Keynes on statistics and evidential weight
from Lars Syll
Almost a hundred years after John Maynard Keynes wrote his seminal A Treatise on Probability (1921), it is still very difficult to find statistics textbooks that seriously try to incorporate his far-reaching and incisive analysis of induction and evidential weight.
The standard view in statistics – and the axiomatic probability theory underlying it – is to a large extent based on the rather simplistic idea that “more is better.” But as Keynes argues – “more of the same” is not what is important when making inductive inferences. It’s rather a question of “more but different.”
Variation, not replication, is at the core of induction. Finding that p(x|y) = p(x|y & w) doesn’t make w “irrelevant.” Knowing that the probability is unchanged when w is present gives p(x|y & w) another evidential weight (“weight of argument”). Running 10 replicative experiments do not make you as “sure” of your inductions as when running 10 000 varied experiments – even if the probability values happen to be the same.
According to Keynes we live in a world permeated by unmeasurable uncertainty – not quantifiable stochastic risk – which often forces us to make decisions based on anything but “rational expectations.” Keynes rather thinks that we base our expectations on the confidence or “weight” we put on different events and alternatives.

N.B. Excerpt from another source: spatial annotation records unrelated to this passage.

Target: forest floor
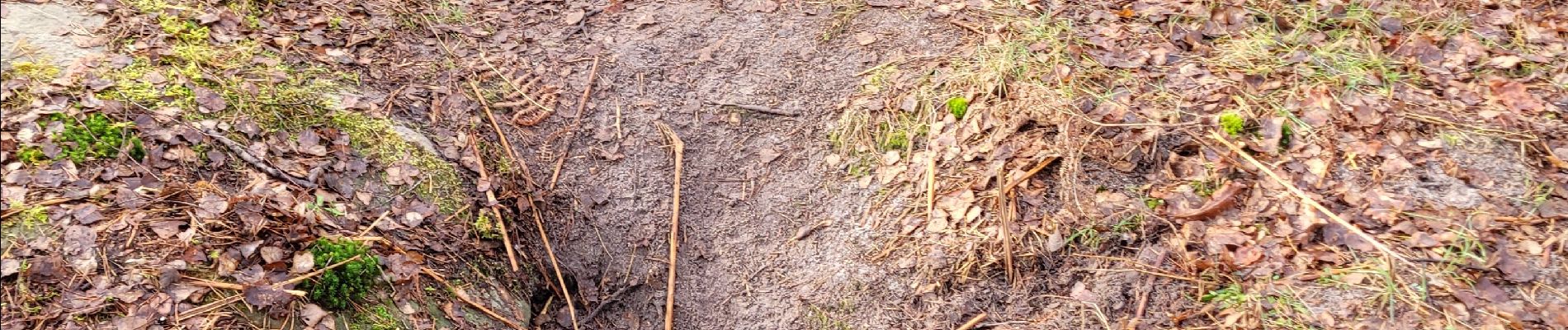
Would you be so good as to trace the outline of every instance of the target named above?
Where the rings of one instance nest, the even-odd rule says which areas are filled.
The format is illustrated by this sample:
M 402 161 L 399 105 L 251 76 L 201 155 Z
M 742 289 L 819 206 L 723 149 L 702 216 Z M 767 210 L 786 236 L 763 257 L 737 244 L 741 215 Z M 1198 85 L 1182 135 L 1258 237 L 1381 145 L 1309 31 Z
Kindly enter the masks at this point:
M 1568 328 L 1557 2 L 0 17 L 3 328 Z

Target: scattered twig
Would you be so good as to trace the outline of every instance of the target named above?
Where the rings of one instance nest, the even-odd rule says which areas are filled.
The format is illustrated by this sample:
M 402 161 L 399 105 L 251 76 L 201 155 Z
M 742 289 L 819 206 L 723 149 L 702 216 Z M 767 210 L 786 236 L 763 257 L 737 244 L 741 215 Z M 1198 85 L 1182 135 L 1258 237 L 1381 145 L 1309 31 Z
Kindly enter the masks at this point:
M 593 83 L 599 78 L 599 58 L 593 58 L 593 67 L 588 69 L 588 86 L 583 86 L 583 95 L 577 99 L 577 114 L 572 116 L 572 131 L 566 136 L 566 149 L 561 150 L 561 156 L 555 160 L 555 172 L 550 174 L 550 186 L 546 191 L 555 191 L 555 181 L 561 178 L 561 166 L 566 164 L 566 158 L 572 153 L 572 141 L 577 139 L 577 128 L 582 127 L 583 113 L 588 111 L 588 95 L 593 94 Z
M 671 330 L 676 327 L 676 250 L 681 247 L 681 167 L 684 166 L 685 142 L 665 122 L 654 122 L 654 125 L 659 125 L 659 131 L 663 131 L 665 138 L 670 139 L 670 150 L 676 156 L 674 192 L 670 211 L 670 274 L 665 285 L 665 330 Z
M 187 277 L 187 275 L 180 275 L 180 277 L 183 277 L 187 280 L 191 280 L 190 282 L 191 285 L 199 285 L 199 286 L 207 286 L 207 288 L 216 288 L 216 289 L 238 289 L 238 291 L 245 291 L 245 285 L 212 282 L 212 280 L 202 280 L 202 278 Z M 304 297 L 304 294 L 306 294 L 304 291 L 298 291 L 298 289 L 281 289 L 281 291 L 284 291 L 287 294 L 292 294 L 295 297 Z
M 334 267 L 340 267 L 343 264 L 348 264 L 350 261 L 359 260 L 361 256 L 362 255 L 356 255 L 354 258 L 337 261 L 337 263 L 334 263 L 331 266 L 317 269 L 314 272 L 306 272 L 304 275 L 298 275 L 298 277 L 289 278 L 285 282 L 273 283 L 273 288 L 282 288 L 282 286 L 287 286 L 287 285 L 293 285 L 293 283 L 299 283 L 299 282 L 309 280 L 310 277 L 321 275 L 326 271 L 332 271 Z M 179 316 L 174 316 L 174 321 L 180 322 L 180 321 L 190 319 L 190 317 L 198 316 L 198 314 L 205 314 L 205 313 L 215 311 L 218 308 L 227 307 L 229 303 L 238 302 L 240 299 L 245 299 L 245 294 L 229 296 L 229 297 L 220 299 L 216 302 L 210 302 L 207 305 L 201 305 L 201 307 L 191 308 L 188 311 L 182 311 L 182 313 L 179 313 Z
M 977 28 L 975 25 L 960 22 L 958 19 L 949 19 L 947 22 L 952 25 L 958 25 L 960 28 L 969 30 L 971 33 L 985 34 L 985 31 L 980 31 L 980 28 Z
M 517 322 L 513 322 L 511 319 L 506 319 L 505 316 L 500 316 L 500 313 L 495 313 L 489 307 L 485 307 L 483 303 L 475 302 L 474 297 L 469 297 L 467 291 L 463 291 L 463 288 L 453 286 L 450 282 L 447 282 L 447 278 L 441 277 L 441 274 L 436 274 L 436 271 L 431 271 L 430 267 L 420 267 L 419 271 L 423 272 L 425 275 L 430 275 L 430 278 L 436 278 L 436 282 L 441 282 L 442 286 L 447 286 L 447 289 L 452 291 L 452 296 L 456 296 L 458 300 L 463 300 L 463 302 L 469 303 L 470 307 L 478 308 L 480 311 L 483 311 L 489 317 L 492 317 L 495 321 L 500 321 L 502 324 L 506 324 L 506 327 L 524 328 L 522 325 L 517 325 Z
M 495 130 L 495 138 L 500 139 L 500 147 L 506 149 L 506 160 L 511 160 L 513 164 L 522 167 L 522 181 L 528 183 L 530 188 L 538 186 L 533 183 L 533 175 L 528 174 L 528 164 L 522 163 L 522 158 L 517 158 L 517 152 L 511 150 L 511 141 L 506 139 L 506 133 L 500 130 L 500 124 L 495 124 L 495 114 L 489 111 L 489 102 L 485 100 L 485 94 L 480 94 L 480 86 L 474 83 L 474 80 L 469 80 L 469 88 L 474 89 L 474 99 L 478 100 L 480 108 L 485 109 L 485 119 L 489 120 L 491 130 Z M 474 156 L 478 158 L 478 150 L 474 152 Z M 480 167 L 483 169 L 485 166 Z
M 216 131 L 209 131 L 209 130 L 202 130 L 202 133 L 207 135 L 212 139 L 216 139 L 218 144 L 223 144 L 223 147 L 227 147 L 229 152 L 232 152 L 234 155 L 240 156 L 240 160 L 245 160 L 246 164 L 251 164 L 251 167 L 256 167 L 257 170 L 262 170 L 267 175 L 273 175 L 274 178 L 281 178 L 284 181 L 289 181 L 289 183 L 292 183 L 295 186 L 299 186 L 299 188 L 304 188 L 304 189 L 315 189 L 317 188 L 317 185 L 312 180 L 304 180 L 304 178 L 298 178 L 295 175 L 285 174 L 284 170 L 267 164 L 267 161 L 262 161 L 260 158 L 256 158 L 256 155 L 251 155 L 251 150 L 246 150 L 245 145 L 240 145 L 240 142 L 234 142 L 227 136 L 223 136 L 223 135 L 218 135 Z
M 500 135 L 500 131 L 495 131 L 495 135 Z M 489 181 L 489 169 L 485 169 L 485 156 L 480 155 L 478 144 L 472 144 L 470 147 L 474 149 L 474 161 L 478 163 L 477 167 L 480 167 L 480 181 Z M 517 267 L 517 253 L 513 252 L 514 249 L 511 247 L 511 230 L 506 230 L 506 219 L 500 216 L 500 210 L 495 210 L 494 189 L 485 189 L 483 203 L 489 205 L 491 213 L 495 213 L 495 227 L 499 227 L 497 230 L 500 230 L 502 244 L 506 246 L 506 261 L 511 261 L 511 271 L 513 272 L 522 271 L 522 267 Z M 485 216 L 485 210 L 480 210 L 480 216 Z
M 795 230 L 795 236 L 790 236 L 789 239 L 790 241 L 806 239 L 806 236 L 811 236 L 812 233 L 815 233 L 820 228 L 826 228 L 829 224 L 833 224 L 833 221 L 818 221 L 817 224 L 811 224 L 808 227 L 801 227 L 800 230 Z
M 577 20 L 577 25 L 572 25 L 571 28 L 566 28 L 566 38 L 572 38 L 574 34 L 582 33 L 583 30 L 588 30 L 588 17 L 593 17 L 593 16 L 596 16 L 599 13 L 604 13 L 604 9 L 602 8 L 593 8 L 593 9 L 588 9 L 586 13 L 583 13 L 583 19 Z
M 1156 267 L 1165 264 L 1165 253 L 1167 250 L 1162 249 L 1159 255 L 1154 258 Z M 1149 291 L 1152 289 L 1154 278 L 1156 277 L 1143 278 L 1143 285 L 1140 286 L 1143 288 L 1143 291 L 1138 292 L 1138 307 L 1132 310 L 1132 319 L 1127 321 L 1124 330 L 1137 330 L 1138 324 L 1143 322 L 1143 310 L 1149 305 Z
M 706 103 L 717 105 L 717 106 L 735 106 L 739 109 L 760 113 L 760 114 L 773 114 L 773 116 L 786 116 L 786 117 L 800 116 L 800 114 L 797 114 L 793 111 L 775 109 L 775 108 L 760 106 L 760 105 L 737 105 L 737 103 L 724 103 L 724 102 L 706 102 Z
M 974 328 L 975 325 L 980 325 L 980 321 L 985 321 L 985 317 L 986 317 L 986 313 L 980 311 L 980 314 L 977 314 L 975 317 L 969 317 L 969 322 L 964 322 L 963 325 L 958 325 L 958 330 Z
M 17 213 L 22 213 L 22 211 L 27 211 L 27 210 L 42 208 L 42 206 L 52 206 L 52 205 L 58 205 L 58 203 L 64 203 L 64 202 L 71 202 L 71 200 L 78 200 L 78 199 L 75 199 L 75 197 L 58 197 L 58 199 L 45 199 L 42 202 L 30 203 L 30 205 L 22 205 L 22 206 L 11 206 L 11 208 L 6 208 L 5 213 L 0 213 L 0 219 L 16 216 Z
M 1060 158 L 1062 156 L 1051 155 L 1051 156 L 1046 156 L 1044 160 L 1040 160 L 1040 163 L 1035 164 L 1035 167 L 1029 167 L 1029 170 L 1024 172 L 1024 177 L 1011 180 L 1011 181 L 1007 183 L 1007 186 L 1002 186 L 1002 192 L 1013 191 L 1013 188 L 1018 188 L 1018 185 L 1021 185 L 1021 183 L 1027 181 L 1029 178 L 1035 177 L 1035 174 L 1040 174 L 1040 170 L 1046 169 L 1046 166 L 1051 166 L 1051 163 L 1057 163 L 1057 160 L 1060 160 Z
M 1204 219 L 1204 217 L 1210 217 L 1210 216 L 1220 214 L 1225 210 L 1228 210 L 1232 205 L 1236 205 L 1236 195 L 1240 194 L 1242 189 L 1243 188 L 1242 188 L 1240 183 L 1226 181 L 1225 186 L 1220 186 L 1220 189 L 1215 189 L 1214 194 L 1209 194 L 1209 202 L 1204 202 L 1203 206 L 1198 206 L 1198 208 L 1193 208 L 1193 210 L 1189 210 L 1189 211 L 1184 211 L 1184 213 L 1179 213 L 1179 214 L 1171 214 L 1171 217 L 1179 217 L 1179 219 Z
M 1248 164 L 1253 164 L 1253 167 L 1256 167 L 1259 172 L 1264 172 L 1264 175 L 1275 180 L 1275 183 L 1278 183 L 1279 186 L 1284 186 L 1286 191 L 1295 194 L 1295 197 L 1301 199 L 1303 203 L 1316 208 L 1319 213 L 1323 213 L 1323 216 L 1328 216 L 1328 219 L 1333 221 L 1336 225 L 1345 227 L 1345 230 L 1350 231 L 1350 235 L 1355 235 L 1356 238 L 1367 241 L 1367 244 L 1370 244 L 1378 252 L 1383 252 L 1383 255 L 1389 258 L 1399 260 L 1400 263 L 1405 263 L 1413 267 L 1416 266 L 1416 263 L 1411 263 L 1410 258 L 1405 258 L 1399 252 L 1394 252 L 1394 249 L 1389 249 L 1386 244 L 1377 241 L 1377 238 L 1372 238 L 1372 235 L 1369 235 L 1366 230 L 1361 230 L 1361 227 L 1350 224 L 1344 217 L 1339 217 L 1339 214 L 1334 214 L 1334 211 L 1328 210 L 1328 206 L 1317 203 L 1317 200 L 1314 200 L 1311 195 L 1301 191 L 1301 188 L 1295 188 L 1295 183 L 1290 183 L 1290 180 L 1284 180 L 1283 177 L 1279 177 L 1279 174 L 1275 174 L 1273 167 L 1269 167 L 1264 163 L 1253 158 L 1251 155 L 1247 155 L 1247 152 L 1242 150 L 1242 147 L 1237 147 L 1231 141 L 1225 139 L 1225 135 L 1220 133 L 1218 130 L 1209 131 L 1209 138 L 1220 141 L 1220 144 L 1225 144 L 1226 149 L 1231 149 L 1232 153 L 1242 156 L 1242 160 L 1247 160 Z
M 381 221 L 387 219 L 389 213 L 392 213 L 392 210 L 381 211 L 381 216 L 376 216 L 376 221 L 372 221 L 370 227 L 365 227 L 365 228 L 359 230 L 359 235 L 354 235 L 354 236 L 365 236 L 367 233 L 370 233 L 370 230 L 375 230 L 376 225 L 381 224 Z
M 533 199 L 528 199 L 533 203 Z M 530 205 L 533 210 L 533 225 L 539 228 L 539 242 L 544 242 L 544 253 L 550 255 L 550 267 L 555 269 L 555 282 L 561 285 L 561 300 L 566 300 L 566 313 L 572 316 L 572 330 L 577 328 L 577 307 L 572 305 L 572 291 L 566 289 L 566 277 L 561 275 L 561 261 L 555 258 L 555 247 L 550 246 L 550 236 L 544 233 L 544 219 L 539 217 L 539 205 Z
M 608 307 L 610 303 L 621 300 L 621 296 L 626 296 L 627 292 L 632 292 L 632 289 L 637 289 L 640 286 L 643 286 L 643 283 L 632 283 L 626 288 L 616 289 L 615 294 L 610 294 L 608 299 L 599 302 L 599 305 L 594 307 L 593 311 L 588 311 L 588 316 L 583 316 L 583 322 L 593 322 L 593 317 L 599 316 L 599 311 L 604 311 L 604 308 Z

To Keynes expectations are a question of weighing probabilities by “degrees of belief,” beliefs that often have preciously little to do with the kind of stochastic probabilistic calculations made by the rational agents as modeled by “modern” social sciences. And often we “simply do not know.” As Keynes writes in Treatise:
The kind of fundamental assumption about the character of material laws, on which scientists appear commonly to act, seems to me to be [that] the system of the material universe must consist of bodies … such that each of them exercises its own separate, independent, and invariable effect, a change of the total state being compounded of a number of separate changes each of which is solely due to a separate portion of the preceding state … Yet there might well be quite different laws for wholes of different degrees of complexity, and laws of connection between complexes which could not be stated in terms of laws connecting individual parts … If different wholes were subject to different laws qua wholes and not simply on account of and in proportion to the differences of their parts, knowledge of a part could not lead, it would seem, even to presumptive or probable knowledge as to its association with other parts … These considerations do not show us a way by which we can justify induction … /427 No one supposes that a good induction can be arrived at merely by counting cases. The business of strengthening the argument chiefly consists in determining whether the alleged association is stable, when accompanying conditions are varied … /468 In my judgment, the practical usefulness of those modes of inference … on which the boasted knowledge of modern science depends, can only exist … if the universe of phenomena does in fact present those peculiar characteristics of atomism and limited variety which appears more and more clearly as the ultimate result to which material science is tending.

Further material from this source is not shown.